Shani, le directeur musical de l'Orchestre Philharmonique d'Israël, est préoccupé par sa position envers le gouvernement israélien, que le festival a cité comme raison de l'annulation. De nombreux critiques, parmi lesquels des personnalités politiques telles que le ministre d'État à la Culture Wolfram Weimer et le ministre bavarois des Arts Markus Blume, ont exprimé leur horreur face à cette décision. Blume a qualifié l'annulation de scandale et de cas évident d'antisémitisme, tandis que le maire de Munich, Dieter Reiter, a également vivement critiqué le fait que les Juifs soient devenus indésirables ici.

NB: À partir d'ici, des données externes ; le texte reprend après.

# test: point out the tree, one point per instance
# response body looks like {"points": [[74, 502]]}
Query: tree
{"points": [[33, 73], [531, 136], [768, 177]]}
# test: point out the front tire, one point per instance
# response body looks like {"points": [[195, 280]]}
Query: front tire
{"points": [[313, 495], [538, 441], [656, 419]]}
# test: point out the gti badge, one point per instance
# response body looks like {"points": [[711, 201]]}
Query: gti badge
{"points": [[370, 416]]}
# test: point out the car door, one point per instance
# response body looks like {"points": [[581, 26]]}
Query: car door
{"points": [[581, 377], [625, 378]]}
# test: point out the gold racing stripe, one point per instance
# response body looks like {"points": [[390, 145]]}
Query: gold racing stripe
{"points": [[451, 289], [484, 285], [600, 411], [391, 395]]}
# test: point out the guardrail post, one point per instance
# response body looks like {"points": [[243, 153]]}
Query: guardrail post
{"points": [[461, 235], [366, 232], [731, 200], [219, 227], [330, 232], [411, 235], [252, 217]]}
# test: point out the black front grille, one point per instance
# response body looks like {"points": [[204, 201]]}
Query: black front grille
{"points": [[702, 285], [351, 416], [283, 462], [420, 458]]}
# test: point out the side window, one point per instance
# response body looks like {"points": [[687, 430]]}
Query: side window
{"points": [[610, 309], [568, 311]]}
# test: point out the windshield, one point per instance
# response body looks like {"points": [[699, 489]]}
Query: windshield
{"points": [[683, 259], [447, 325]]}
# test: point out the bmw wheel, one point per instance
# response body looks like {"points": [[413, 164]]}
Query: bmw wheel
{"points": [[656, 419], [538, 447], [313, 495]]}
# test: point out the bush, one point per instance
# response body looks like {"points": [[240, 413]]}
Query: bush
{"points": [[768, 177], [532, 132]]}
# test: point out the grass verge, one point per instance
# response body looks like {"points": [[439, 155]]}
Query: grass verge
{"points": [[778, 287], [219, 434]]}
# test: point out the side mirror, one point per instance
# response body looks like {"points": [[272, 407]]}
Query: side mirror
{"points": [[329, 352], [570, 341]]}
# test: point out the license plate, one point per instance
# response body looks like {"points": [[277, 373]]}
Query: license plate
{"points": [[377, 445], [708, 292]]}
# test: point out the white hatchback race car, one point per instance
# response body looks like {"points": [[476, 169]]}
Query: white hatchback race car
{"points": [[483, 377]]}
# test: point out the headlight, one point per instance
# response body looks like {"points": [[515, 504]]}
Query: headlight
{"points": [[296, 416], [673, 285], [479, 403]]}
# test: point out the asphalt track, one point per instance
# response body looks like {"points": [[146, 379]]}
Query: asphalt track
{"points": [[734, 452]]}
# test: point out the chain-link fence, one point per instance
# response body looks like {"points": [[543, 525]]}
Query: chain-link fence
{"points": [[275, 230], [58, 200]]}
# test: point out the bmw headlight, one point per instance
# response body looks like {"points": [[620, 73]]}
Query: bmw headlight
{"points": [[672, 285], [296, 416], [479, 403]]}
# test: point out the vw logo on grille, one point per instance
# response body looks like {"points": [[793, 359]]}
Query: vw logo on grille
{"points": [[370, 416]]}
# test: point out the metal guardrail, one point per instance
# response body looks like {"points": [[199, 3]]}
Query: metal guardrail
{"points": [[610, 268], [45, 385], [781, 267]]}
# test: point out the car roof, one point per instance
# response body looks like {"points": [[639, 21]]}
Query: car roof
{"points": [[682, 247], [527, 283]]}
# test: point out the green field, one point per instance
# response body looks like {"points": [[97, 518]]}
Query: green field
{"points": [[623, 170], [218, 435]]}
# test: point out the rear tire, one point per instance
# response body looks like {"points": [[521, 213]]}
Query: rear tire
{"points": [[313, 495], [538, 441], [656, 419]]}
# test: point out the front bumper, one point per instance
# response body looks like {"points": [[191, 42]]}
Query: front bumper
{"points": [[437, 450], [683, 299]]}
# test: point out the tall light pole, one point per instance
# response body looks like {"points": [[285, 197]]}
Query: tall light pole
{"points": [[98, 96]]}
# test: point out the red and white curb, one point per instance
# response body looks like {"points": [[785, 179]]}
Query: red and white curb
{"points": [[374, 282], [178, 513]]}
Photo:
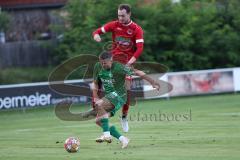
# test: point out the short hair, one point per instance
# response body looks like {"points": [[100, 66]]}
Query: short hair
{"points": [[127, 7], [105, 55]]}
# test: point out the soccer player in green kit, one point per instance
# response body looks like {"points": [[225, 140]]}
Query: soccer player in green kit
{"points": [[112, 75]]}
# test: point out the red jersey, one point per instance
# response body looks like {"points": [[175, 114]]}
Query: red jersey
{"points": [[127, 40]]}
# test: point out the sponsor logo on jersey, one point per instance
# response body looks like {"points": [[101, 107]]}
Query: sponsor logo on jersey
{"points": [[129, 31]]}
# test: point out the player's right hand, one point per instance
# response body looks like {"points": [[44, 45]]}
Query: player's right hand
{"points": [[97, 38]]}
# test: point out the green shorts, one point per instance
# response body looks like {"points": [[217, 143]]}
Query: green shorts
{"points": [[116, 100]]}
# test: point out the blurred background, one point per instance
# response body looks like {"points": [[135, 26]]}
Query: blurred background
{"points": [[184, 35], [194, 45]]}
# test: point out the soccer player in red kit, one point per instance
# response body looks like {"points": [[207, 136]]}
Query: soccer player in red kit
{"points": [[127, 46]]}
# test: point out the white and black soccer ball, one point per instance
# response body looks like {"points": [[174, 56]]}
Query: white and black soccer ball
{"points": [[72, 144]]}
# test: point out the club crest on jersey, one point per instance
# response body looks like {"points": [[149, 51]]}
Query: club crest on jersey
{"points": [[129, 31]]}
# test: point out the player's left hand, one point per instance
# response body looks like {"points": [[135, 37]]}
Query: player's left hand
{"points": [[156, 85]]}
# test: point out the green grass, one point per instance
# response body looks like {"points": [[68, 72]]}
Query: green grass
{"points": [[213, 132]]}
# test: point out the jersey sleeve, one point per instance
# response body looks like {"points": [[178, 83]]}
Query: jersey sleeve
{"points": [[139, 42], [96, 70], [139, 35], [108, 27]]}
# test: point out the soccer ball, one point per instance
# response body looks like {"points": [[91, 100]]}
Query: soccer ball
{"points": [[72, 144]]}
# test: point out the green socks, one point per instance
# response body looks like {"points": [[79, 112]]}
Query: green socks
{"points": [[114, 132], [105, 125]]}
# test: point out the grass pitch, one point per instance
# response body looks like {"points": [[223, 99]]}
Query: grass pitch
{"points": [[196, 128]]}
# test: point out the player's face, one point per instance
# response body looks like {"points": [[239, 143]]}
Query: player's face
{"points": [[123, 16], [106, 64]]}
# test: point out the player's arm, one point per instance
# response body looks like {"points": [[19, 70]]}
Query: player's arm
{"points": [[104, 29], [95, 91], [144, 76], [139, 46]]}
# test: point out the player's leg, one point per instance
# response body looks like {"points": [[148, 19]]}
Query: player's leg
{"points": [[102, 119], [114, 103], [125, 108]]}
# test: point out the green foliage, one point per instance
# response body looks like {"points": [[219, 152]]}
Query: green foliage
{"points": [[189, 35]]}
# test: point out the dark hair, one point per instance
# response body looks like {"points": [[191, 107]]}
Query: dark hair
{"points": [[105, 55], [127, 7]]}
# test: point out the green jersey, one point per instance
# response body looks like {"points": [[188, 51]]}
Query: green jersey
{"points": [[113, 80]]}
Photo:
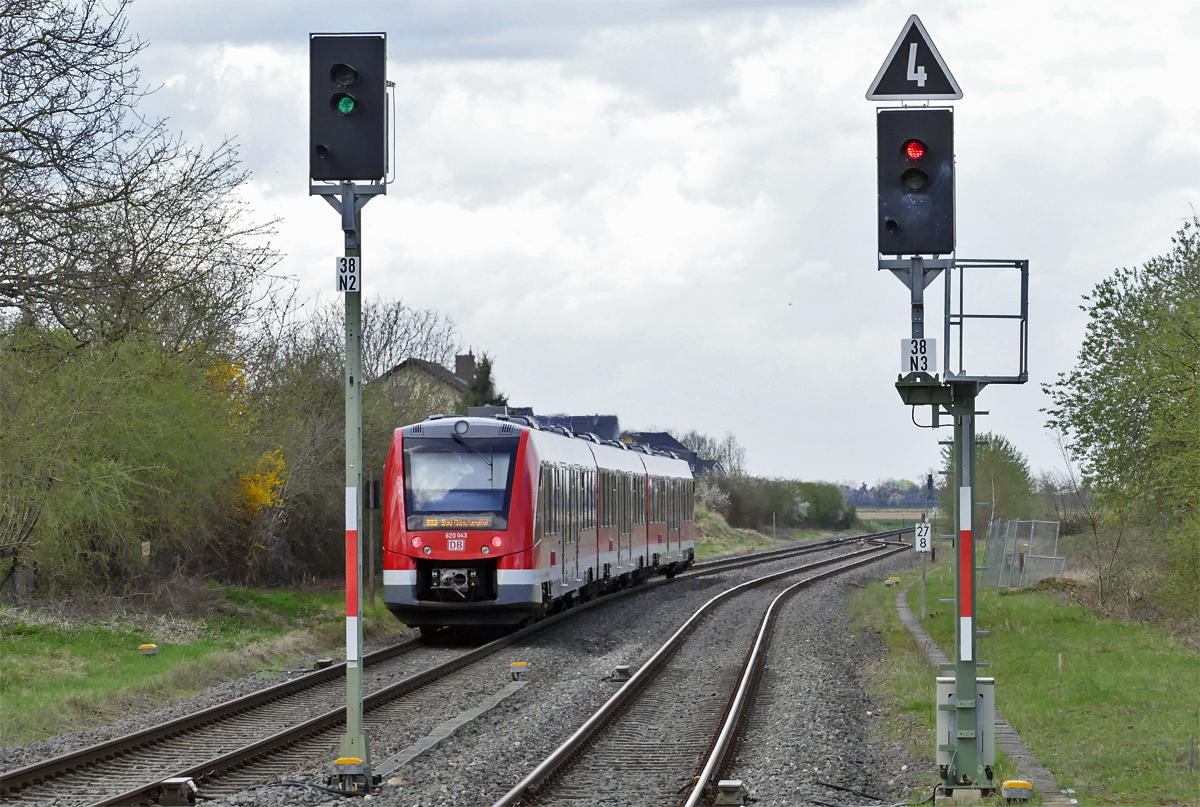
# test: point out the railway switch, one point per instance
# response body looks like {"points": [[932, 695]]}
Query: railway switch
{"points": [[178, 791], [730, 791]]}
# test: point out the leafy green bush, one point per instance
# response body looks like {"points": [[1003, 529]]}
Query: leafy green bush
{"points": [[107, 447]]}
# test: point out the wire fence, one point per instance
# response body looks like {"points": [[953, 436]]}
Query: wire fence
{"points": [[1019, 554]]}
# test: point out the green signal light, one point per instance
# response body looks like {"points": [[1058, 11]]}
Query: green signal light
{"points": [[345, 103]]}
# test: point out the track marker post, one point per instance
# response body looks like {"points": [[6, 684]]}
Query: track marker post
{"points": [[348, 142], [917, 243]]}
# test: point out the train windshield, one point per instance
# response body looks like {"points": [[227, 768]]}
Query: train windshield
{"points": [[459, 482]]}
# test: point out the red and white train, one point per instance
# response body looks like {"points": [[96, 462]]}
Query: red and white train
{"points": [[496, 521]]}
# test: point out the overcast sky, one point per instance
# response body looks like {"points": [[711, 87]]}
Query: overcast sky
{"points": [[666, 210]]}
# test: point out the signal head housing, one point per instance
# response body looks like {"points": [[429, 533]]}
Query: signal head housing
{"points": [[916, 181]]}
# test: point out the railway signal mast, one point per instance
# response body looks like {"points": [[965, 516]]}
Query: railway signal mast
{"points": [[347, 142], [917, 244]]}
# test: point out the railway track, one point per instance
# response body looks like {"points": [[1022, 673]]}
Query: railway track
{"points": [[625, 734], [221, 743]]}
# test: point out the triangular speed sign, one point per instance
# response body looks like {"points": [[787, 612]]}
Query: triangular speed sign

Augmentation des incidents antisémites
Le sujet est explosif, surtout à la lumière de la multiplication des incidents antisémites en Allemagne, qui ont atteint 8 627 en 2024, soit une augmentation de 77 pour cent. Charlotte Knobloch, ancienne présidente du Conseil central des Juifs en Allemagne, considère cette annulation comme une évolution inquiétante dans la lutte contre la haine des Juifs. Plus de 8 000 artistes ont signé une lettre ouverte accusant Israël de la situation humanitaire dans la bande de Gaza et du conflit associé, sans évoquer l'attaque terroriste dévastatrice du Hamas le 7 octobre 2023.
Ces positions polarisées se retrouvent également dans une lettre publiée quelques jours plus tard par 2 500 artistes dans laquelle ils soulignent la nécessité d'un cessez-le-feu humanitaire. L’écart entre les deux lettres ouvertes montre de manière impressionnante la profonde fracture qui existe sur la scène artistique et culturelle concernant le conflit israélo-palestinien. Fort ZDF Le discours autour de ce conflit est si chargé d’émotion qu’il plonge souvent dans les profondeurs des questions identitaires en Europe et en Amérique du Nord.

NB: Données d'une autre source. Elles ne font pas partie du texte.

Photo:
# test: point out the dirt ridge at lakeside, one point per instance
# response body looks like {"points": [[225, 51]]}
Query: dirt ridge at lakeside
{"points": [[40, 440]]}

Focus sur la liberté artistique
Le différend autour de la désinvitation de Shani montre également à quel point la liberté artistique est menacée dans le paysage politique actuel, face aux accusations d'antisémitisme et de boycotts culturels. Les experts affirment que critiquer un régime ne peut être synonyme de rejet de ses artistes ou de l’art lui-même. Christoph Möllers souligne que la liberté artistique peut également protéger des propos controversés, voire antisémites, pour autant qu'ils ne soient pas punissables. Mais le débat sur ces libertés reste complexe et à plusieurs niveaux.

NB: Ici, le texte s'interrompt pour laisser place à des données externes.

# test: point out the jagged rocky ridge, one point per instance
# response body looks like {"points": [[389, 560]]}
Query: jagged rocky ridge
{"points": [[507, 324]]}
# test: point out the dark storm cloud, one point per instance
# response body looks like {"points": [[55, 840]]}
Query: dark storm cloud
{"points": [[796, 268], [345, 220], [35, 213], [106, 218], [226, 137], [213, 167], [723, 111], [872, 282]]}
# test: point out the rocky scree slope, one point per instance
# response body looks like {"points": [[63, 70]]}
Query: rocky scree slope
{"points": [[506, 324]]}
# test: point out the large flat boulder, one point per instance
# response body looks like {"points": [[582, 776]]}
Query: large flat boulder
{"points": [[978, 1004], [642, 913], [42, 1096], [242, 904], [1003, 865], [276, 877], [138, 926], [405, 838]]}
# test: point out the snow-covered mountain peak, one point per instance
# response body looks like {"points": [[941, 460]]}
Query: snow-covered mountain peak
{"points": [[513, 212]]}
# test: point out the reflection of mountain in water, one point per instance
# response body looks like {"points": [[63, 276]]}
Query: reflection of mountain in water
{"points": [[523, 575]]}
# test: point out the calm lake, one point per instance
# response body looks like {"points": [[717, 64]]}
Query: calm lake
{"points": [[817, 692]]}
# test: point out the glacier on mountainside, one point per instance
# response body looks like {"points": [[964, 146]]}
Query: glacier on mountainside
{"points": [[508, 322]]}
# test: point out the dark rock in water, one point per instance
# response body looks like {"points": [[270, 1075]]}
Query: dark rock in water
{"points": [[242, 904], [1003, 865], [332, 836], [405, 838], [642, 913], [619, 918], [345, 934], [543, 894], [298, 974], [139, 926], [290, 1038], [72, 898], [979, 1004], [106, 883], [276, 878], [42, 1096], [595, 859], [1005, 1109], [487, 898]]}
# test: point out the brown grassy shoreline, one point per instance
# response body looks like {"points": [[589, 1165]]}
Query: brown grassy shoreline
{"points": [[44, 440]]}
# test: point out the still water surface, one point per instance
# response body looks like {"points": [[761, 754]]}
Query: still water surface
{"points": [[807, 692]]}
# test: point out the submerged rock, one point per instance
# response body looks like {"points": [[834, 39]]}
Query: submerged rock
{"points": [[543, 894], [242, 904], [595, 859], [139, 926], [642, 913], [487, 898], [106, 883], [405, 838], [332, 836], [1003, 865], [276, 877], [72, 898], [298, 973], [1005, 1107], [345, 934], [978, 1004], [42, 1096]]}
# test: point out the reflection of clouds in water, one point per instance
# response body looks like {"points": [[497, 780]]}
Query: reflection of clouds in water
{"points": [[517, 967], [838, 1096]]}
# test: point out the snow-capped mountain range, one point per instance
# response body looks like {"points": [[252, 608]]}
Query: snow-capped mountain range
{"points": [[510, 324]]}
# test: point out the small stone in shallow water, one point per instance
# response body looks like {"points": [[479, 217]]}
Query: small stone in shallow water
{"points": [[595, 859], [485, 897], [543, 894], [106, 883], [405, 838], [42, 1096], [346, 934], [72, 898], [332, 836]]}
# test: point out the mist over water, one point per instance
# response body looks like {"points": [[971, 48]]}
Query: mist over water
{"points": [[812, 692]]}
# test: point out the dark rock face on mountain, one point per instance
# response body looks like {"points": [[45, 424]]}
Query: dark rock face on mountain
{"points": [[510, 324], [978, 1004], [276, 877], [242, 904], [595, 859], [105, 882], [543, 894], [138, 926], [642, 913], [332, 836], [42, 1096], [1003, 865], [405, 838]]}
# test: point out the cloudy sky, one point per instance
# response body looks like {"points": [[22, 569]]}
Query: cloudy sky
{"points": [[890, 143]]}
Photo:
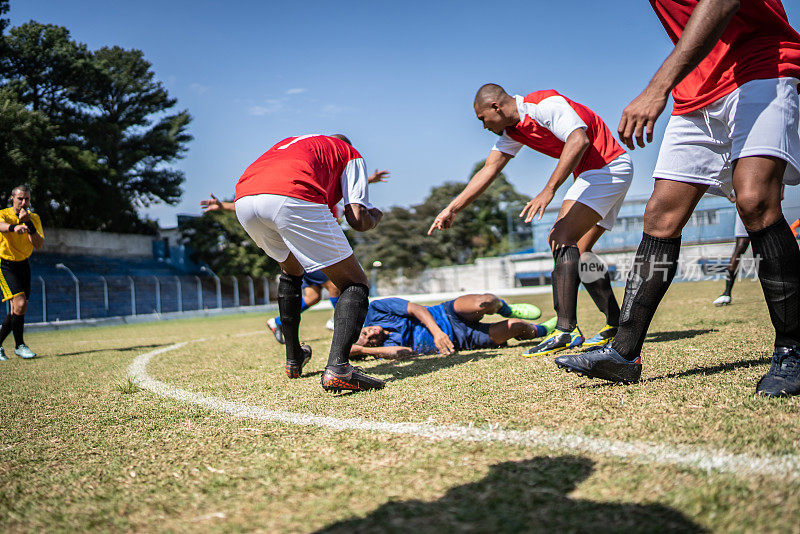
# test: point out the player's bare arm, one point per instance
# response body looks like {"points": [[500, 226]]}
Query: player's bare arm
{"points": [[378, 176], [214, 204], [575, 146], [440, 339], [477, 185], [389, 353], [360, 218], [704, 28]]}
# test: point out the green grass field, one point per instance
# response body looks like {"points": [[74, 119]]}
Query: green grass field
{"points": [[83, 448]]}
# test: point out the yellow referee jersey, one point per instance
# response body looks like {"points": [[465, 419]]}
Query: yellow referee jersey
{"points": [[17, 247]]}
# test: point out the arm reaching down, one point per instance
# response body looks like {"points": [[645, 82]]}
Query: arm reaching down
{"points": [[483, 179]]}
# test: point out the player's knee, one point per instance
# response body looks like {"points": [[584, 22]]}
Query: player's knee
{"points": [[660, 220]]}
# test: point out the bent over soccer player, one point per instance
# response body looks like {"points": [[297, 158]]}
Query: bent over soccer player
{"points": [[734, 78], [558, 127], [284, 202], [395, 328]]}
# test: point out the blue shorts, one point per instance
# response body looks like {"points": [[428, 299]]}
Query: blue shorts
{"points": [[317, 278], [467, 336]]}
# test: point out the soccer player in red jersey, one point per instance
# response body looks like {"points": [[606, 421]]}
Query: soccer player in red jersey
{"points": [[284, 201], [734, 77], [584, 146]]}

Les défis nés du débat sur la liberté artistique et l’antisémitisme sont interprétés différemment par de nombreux acteurs de la scène culturelle. Dans le Fiches pour la politique allemande et internationale discute de la nécessité de poursuivre le dialogue sur ces sujets sans compromettre l'objectif de l'art - promouvoir la compréhension entre différentes perspectives et permettre une discussion respectueuse.
Alors que le conflit autour de Lahav Shani et les questions de l'antisémitisme et de la liberté artistique continuent d'attiser les émotions, il reste à espérer que le dialogue et la compréhension prévaudront. En fin de compte, l’art doit connecter et non diviser.